Soon, Talking to Strangers Will Be Even Easier

Instant translation will help us all enjoy a more intimate experience, no matter where we explore.
Instant translation will help us all enjoy a more intimate experience no matter where we explore.
Instant translation will help us all enjoy a more intimate experience, no matter where we explore.Charlie Schuck

You totally prepared for this trip. You booked the flights months ago. You have all the best sights saved in Google Maps. But then you land in Munich or Kigali or Buenos Aires and realize you can’t even identify the sign pointing toward baggage claim, much less tell your cabbie where you’re headed. Luckily your phones can now do those things for you. Whether you use Siri or Google Assistant, or if you download the SayHi or iTranslate apps, you have in your pocket a pretty capable real-time language translator.

Right now this translation tech is still in its infancy and primarily eases logistical complexities. With Google Translate, you can point your camera at a street sign to verify it says "Downtown This Way" and not "There Be Dragons." The same app can quickly translate a menu—if not always perfectly, then well enough to be sure that you’re ordering chicken.

As translation tech improves, though, the benefit will extend way beyond just helping you get around. When translation happens quickly and accurately enough to have a conversation that spans two languages and feels almost natural, we’ll be able to experience places in an entirely new way. “Even if you go to a country and you can get by with English, they’re putting on a version of their culture that’s palatable to you rather than their real culture,” says Rafat Ali, CEO and founder of Skift, a travel news site. With great translation you’ll be able to people-­watch, explore local TV and movies, and meet folks beyond just those who speak your language, allowing you to connect with people and culture in more intimate ways.

Eventually you might not even know translation is happening. You’ll just speak in your language and those around you will hear you in theirs. (It’s not just languages like English and Chinese either; imagine giving your grandparents a set of earbuds that turn “It’s lit, fam” into “How wonderful, loved ones.”) That will require a huge leap forward in just about every aspect of the technology—from connection speeds to machine learning algorithms, which currently churn out primitive but usable translations. And, of course, everyone will need to be using some sort of earpiece.

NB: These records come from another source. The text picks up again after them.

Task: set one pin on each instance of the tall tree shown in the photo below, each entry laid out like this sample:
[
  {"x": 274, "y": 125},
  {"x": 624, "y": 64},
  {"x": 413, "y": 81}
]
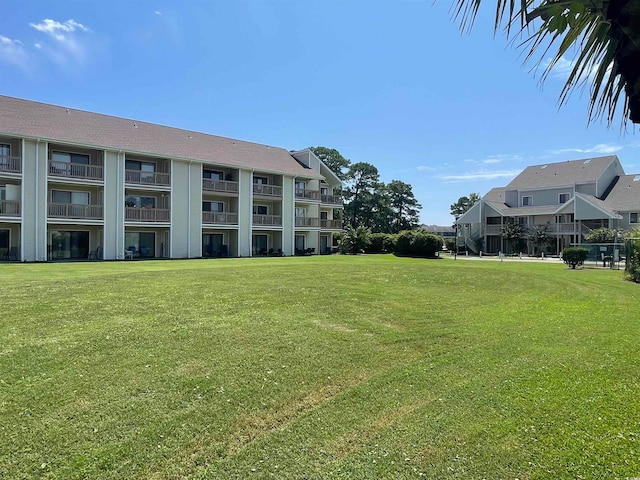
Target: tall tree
[
  {"x": 334, "y": 160},
  {"x": 464, "y": 204},
  {"x": 362, "y": 181},
  {"x": 404, "y": 207},
  {"x": 602, "y": 35}
]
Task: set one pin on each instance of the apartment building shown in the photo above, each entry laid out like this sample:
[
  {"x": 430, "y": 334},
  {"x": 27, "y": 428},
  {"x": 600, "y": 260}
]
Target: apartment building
[
  {"x": 81, "y": 185},
  {"x": 568, "y": 199}
]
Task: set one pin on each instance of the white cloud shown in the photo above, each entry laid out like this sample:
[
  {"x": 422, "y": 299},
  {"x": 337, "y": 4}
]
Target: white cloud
[
  {"x": 66, "y": 44},
  {"x": 601, "y": 148},
  {"x": 13, "y": 52},
  {"x": 481, "y": 175}
]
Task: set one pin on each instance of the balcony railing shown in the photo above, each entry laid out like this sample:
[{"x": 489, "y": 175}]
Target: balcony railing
[
  {"x": 75, "y": 170},
  {"x": 9, "y": 208},
  {"x": 147, "y": 178},
  {"x": 10, "y": 164},
  {"x": 331, "y": 199},
  {"x": 331, "y": 224},
  {"x": 306, "y": 222},
  {"x": 223, "y": 218},
  {"x": 219, "y": 185},
  {"x": 307, "y": 194},
  {"x": 75, "y": 210},
  {"x": 272, "y": 190},
  {"x": 135, "y": 214},
  {"x": 273, "y": 220}
]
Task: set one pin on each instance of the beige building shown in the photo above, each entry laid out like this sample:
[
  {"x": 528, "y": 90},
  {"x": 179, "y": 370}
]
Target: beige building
[{"x": 80, "y": 185}]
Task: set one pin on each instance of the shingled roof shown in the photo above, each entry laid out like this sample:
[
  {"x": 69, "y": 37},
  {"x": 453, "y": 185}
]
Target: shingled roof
[
  {"x": 561, "y": 173},
  {"x": 625, "y": 194},
  {"x": 24, "y": 118}
]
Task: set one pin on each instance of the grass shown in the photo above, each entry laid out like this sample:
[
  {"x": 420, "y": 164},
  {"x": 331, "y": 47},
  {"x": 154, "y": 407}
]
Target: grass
[{"x": 322, "y": 367}]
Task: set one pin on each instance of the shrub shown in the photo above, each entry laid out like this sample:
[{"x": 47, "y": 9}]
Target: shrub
[
  {"x": 381, "y": 243},
  {"x": 355, "y": 240},
  {"x": 417, "y": 243},
  {"x": 574, "y": 256}
]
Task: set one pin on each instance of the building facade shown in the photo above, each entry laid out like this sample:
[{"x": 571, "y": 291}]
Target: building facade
[
  {"x": 566, "y": 199},
  {"x": 81, "y": 185}
]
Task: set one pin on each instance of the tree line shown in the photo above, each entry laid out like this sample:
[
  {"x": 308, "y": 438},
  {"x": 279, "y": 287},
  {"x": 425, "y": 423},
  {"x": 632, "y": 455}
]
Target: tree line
[{"x": 369, "y": 202}]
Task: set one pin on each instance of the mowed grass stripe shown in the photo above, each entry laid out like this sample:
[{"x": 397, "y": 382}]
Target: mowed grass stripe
[{"x": 321, "y": 367}]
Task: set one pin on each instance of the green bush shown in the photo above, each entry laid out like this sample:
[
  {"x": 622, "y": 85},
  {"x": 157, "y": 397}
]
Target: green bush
[
  {"x": 417, "y": 243},
  {"x": 574, "y": 256},
  {"x": 381, "y": 243}
]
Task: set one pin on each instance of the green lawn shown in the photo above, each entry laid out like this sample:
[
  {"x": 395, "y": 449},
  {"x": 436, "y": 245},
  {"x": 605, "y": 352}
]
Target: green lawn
[{"x": 318, "y": 367}]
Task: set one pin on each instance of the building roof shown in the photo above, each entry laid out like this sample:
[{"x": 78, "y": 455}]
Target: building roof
[
  {"x": 561, "y": 173},
  {"x": 625, "y": 194},
  {"x": 24, "y": 118}
]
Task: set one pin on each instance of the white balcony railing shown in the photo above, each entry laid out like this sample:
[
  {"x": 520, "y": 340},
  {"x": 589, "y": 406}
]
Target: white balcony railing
[
  {"x": 271, "y": 190},
  {"x": 306, "y": 222},
  {"x": 147, "y": 178},
  {"x": 75, "y": 170},
  {"x": 268, "y": 220},
  {"x": 222, "y": 218},
  {"x": 9, "y": 208},
  {"x": 219, "y": 185},
  {"x": 135, "y": 214},
  {"x": 10, "y": 164},
  {"x": 75, "y": 210}
]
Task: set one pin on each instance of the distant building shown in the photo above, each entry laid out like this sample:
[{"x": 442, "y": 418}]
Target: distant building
[{"x": 569, "y": 199}]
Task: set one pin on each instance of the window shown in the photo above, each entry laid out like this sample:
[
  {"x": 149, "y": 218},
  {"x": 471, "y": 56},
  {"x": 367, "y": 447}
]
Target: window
[
  {"x": 66, "y": 157},
  {"x": 76, "y": 198},
  {"x": 140, "y": 202},
  {"x": 260, "y": 180},
  {"x": 212, "y": 206},
  {"x": 260, "y": 210},
  {"x": 213, "y": 174}
]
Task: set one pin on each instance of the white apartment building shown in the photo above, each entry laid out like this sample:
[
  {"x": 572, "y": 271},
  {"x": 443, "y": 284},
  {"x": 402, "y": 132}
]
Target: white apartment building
[{"x": 81, "y": 185}]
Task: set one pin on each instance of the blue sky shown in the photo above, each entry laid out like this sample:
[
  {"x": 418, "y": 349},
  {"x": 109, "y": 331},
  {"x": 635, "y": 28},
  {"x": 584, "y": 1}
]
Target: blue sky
[{"x": 392, "y": 83}]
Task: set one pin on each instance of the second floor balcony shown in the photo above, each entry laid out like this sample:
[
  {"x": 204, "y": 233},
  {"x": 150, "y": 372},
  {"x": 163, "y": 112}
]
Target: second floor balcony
[
  {"x": 141, "y": 177},
  {"x": 145, "y": 214},
  {"x": 212, "y": 185},
  {"x": 75, "y": 170},
  {"x": 306, "y": 222},
  {"x": 220, "y": 218},
  {"x": 307, "y": 194},
  {"x": 10, "y": 164},
  {"x": 331, "y": 199},
  {"x": 9, "y": 208},
  {"x": 267, "y": 220},
  {"x": 269, "y": 190},
  {"x": 75, "y": 211},
  {"x": 331, "y": 224}
]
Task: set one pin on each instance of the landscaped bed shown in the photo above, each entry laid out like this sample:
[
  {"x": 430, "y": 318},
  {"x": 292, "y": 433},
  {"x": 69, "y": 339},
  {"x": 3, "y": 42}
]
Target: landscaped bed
[{"x": 318, "y": 367}]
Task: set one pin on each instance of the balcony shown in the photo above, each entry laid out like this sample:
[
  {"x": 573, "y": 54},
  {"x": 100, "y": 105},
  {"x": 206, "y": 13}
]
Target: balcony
[
  {"x": 135, "y": 214},
  {"x": 307, "y": 194},
  {"x": 219, "y": 185},
  {"x": 75, "y": 170},
  {"x": 331, "y": 224},
  {"x": 270, "y": 190},
  {"x": 147, "y": 178},
  {"x": 220, "y": 218},
  {"x": 10, "y": 164},
  {"x": 306, "y": 222},
  {"x": 76, "y": 211},
  {"x": 267, "y": 220},
  {"x": 9, "y": 208},
  {"x": 331, "y": 199}
]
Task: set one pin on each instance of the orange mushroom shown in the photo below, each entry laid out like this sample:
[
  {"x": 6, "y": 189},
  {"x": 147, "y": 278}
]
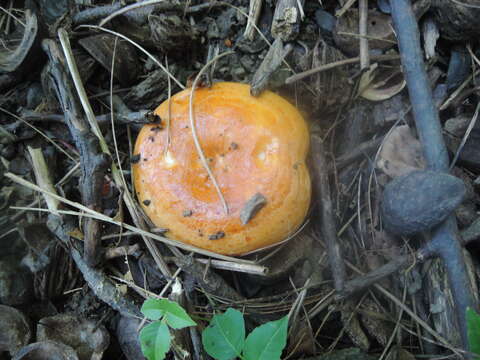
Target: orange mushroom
[{"x": 256, "y": 149}]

An even bigger change will come as our gadgets evolve. You might wear a set of augmented-reality glasses from Microsoft or Magic Leap that auto-translate road signs as you drive. Maybe your headphoness are a futuristic version of the Pilot earbuds from a startup called Waverly Labs, which promise to turn anyone’s words into your native tongue before they even hit your ears. Google’s Pixel Buds already do this—not flawlessly, but they’ll improve. Once these work well, you won’t need to open an app just to speak to someone. You’ll just … speak.

No one can learn all the languages in the world, but computers can. And they will. When that happens, you’ll be able to go anywhere and immediately know what’s going on. Even better, you’ll be able to ask a local.